2 Writing Principles to Craft A Thrilling Story

Dive into the Novel Writing Series part 3 and learn the 3 things to do when prewriting your novel so you write your WIP successfully + freebie inside!
 

In writing, there are 2 questions that will help you craft a superb story: “What if?” and “What is expected?”

These 2 questions are there to help you extract nuggets from the story you would have never otherwise thought about. It can be fairly easy to find your perfect story idea. But turning the idea into a book is the great challenge you have to face head on to make it to the writing finish line.

Channeling the power of “what if?” and “what is expected?” will catapult you into the heart of your story. The questions will help you learn more about your characters, their personalities, motives, fears, and so on. The same goes for the world you’re building.

These 2 questions alone can help you cultivate a thriving land that lies at the heart of your story.

Let’s talk about “what if?” and “what is expected?” and how they will help you craft an unforgettable story.

1. What If

Most stories begin with a premise. The premise of a story is the heart of the story and what it will be based around.

Examples

The premise of The Hunger Games is survival of the games.

The premise of The Maze Runner is finding a way out of the maze.

The premise of Twilight is forbidden, love.

The premise of The Awakening is faith restored.

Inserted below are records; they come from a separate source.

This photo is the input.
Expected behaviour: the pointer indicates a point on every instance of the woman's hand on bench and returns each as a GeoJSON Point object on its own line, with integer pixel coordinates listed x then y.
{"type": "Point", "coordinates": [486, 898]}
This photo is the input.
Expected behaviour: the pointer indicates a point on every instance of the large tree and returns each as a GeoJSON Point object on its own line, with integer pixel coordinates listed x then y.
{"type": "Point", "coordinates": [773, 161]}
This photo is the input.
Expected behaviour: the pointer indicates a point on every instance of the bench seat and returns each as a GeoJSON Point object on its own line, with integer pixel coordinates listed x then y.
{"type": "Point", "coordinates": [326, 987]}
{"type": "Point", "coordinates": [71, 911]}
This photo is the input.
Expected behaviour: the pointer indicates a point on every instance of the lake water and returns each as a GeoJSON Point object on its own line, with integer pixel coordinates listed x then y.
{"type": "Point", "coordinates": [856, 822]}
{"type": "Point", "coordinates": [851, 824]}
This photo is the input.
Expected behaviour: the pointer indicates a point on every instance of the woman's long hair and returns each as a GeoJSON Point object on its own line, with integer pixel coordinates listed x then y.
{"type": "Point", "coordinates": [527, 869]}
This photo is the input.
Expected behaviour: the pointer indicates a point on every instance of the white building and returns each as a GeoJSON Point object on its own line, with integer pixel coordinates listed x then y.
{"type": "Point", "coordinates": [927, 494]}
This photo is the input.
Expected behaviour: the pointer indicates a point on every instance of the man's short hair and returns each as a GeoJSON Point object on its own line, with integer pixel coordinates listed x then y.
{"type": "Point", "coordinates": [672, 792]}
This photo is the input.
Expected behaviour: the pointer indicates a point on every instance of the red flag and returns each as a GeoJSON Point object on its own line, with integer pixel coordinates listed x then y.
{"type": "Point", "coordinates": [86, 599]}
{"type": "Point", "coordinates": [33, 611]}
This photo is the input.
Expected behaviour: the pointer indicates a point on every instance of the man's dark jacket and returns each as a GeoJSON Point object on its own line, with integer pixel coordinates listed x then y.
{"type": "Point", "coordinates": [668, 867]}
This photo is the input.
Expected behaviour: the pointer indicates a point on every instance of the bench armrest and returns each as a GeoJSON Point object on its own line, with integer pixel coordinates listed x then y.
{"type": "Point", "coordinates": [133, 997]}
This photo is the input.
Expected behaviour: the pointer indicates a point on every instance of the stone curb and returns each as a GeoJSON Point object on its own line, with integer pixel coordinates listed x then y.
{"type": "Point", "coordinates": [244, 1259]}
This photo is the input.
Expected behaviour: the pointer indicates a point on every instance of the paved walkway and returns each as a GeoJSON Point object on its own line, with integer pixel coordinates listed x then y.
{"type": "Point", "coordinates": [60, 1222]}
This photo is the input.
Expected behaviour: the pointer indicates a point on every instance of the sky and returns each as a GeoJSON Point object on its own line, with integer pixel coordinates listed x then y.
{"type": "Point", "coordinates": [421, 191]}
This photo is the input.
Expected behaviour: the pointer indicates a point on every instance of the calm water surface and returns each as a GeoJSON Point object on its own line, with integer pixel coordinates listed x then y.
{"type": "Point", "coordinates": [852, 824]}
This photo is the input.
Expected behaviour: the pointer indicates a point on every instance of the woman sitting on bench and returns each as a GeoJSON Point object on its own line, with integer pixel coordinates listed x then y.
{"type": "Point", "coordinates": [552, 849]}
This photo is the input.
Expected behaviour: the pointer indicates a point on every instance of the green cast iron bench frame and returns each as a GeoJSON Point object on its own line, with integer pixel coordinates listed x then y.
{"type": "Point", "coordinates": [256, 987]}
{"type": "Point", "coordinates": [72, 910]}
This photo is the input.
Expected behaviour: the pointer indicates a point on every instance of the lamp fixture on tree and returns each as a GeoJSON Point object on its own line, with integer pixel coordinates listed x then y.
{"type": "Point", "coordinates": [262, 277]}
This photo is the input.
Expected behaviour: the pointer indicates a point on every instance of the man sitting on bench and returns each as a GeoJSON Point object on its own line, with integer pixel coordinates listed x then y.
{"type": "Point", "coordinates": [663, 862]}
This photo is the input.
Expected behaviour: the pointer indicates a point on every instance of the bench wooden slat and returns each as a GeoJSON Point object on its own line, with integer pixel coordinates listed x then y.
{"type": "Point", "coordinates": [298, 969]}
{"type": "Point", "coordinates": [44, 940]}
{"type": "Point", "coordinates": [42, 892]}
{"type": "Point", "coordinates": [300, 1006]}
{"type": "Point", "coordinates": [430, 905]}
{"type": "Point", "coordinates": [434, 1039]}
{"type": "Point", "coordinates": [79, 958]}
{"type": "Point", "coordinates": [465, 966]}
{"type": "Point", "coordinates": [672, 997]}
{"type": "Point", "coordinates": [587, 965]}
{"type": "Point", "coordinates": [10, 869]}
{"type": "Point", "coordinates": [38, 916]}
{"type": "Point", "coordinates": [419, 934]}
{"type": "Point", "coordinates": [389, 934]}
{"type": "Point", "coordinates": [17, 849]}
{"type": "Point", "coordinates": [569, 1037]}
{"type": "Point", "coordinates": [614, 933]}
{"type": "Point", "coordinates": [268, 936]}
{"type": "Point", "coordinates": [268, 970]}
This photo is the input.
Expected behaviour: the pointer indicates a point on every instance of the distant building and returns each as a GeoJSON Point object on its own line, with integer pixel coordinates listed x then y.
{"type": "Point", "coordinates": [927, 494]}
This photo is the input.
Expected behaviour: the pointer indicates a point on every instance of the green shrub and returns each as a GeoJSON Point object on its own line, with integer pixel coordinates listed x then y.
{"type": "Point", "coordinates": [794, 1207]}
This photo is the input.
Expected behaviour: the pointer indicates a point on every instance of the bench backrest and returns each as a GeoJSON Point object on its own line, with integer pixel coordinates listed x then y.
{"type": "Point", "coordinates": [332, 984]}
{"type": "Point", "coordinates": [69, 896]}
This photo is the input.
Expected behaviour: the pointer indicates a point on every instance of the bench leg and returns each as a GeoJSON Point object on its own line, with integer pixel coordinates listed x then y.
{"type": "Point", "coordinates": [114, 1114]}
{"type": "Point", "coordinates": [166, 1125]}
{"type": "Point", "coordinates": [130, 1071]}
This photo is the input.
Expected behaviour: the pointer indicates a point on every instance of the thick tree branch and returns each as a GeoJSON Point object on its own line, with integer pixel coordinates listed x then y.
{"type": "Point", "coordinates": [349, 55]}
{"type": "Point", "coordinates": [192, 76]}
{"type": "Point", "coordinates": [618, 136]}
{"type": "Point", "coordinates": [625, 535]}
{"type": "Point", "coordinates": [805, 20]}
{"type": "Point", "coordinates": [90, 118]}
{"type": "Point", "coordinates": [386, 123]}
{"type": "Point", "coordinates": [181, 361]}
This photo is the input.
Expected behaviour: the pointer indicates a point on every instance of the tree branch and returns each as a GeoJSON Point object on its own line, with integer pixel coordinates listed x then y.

However, every premise begins with a what if question. “What if” questions unleash the creativity of the mind and help the writer dig deeper into the substance that can make up the story. Most stories end up being just the part of the iceberg that is above water which people can see. “What if” questions help create the part of the iceberg beneath the water that ends up being the foundation for the story.

The “what if” question helps form the premise to base the heart of your story on.

Examples

What if a boy was thrown into the maze and was the key to the others getting out? (The Maze Runner)

What if a vampire fell in love with a human and the love was reciprocal? (Twilight)

What if a girl single-handedly defied the government and started a rebellion against it by surviving? (The Hunger Games)

What if a girl lost her faith and had it restored by God himself? (The Awakening, my novel)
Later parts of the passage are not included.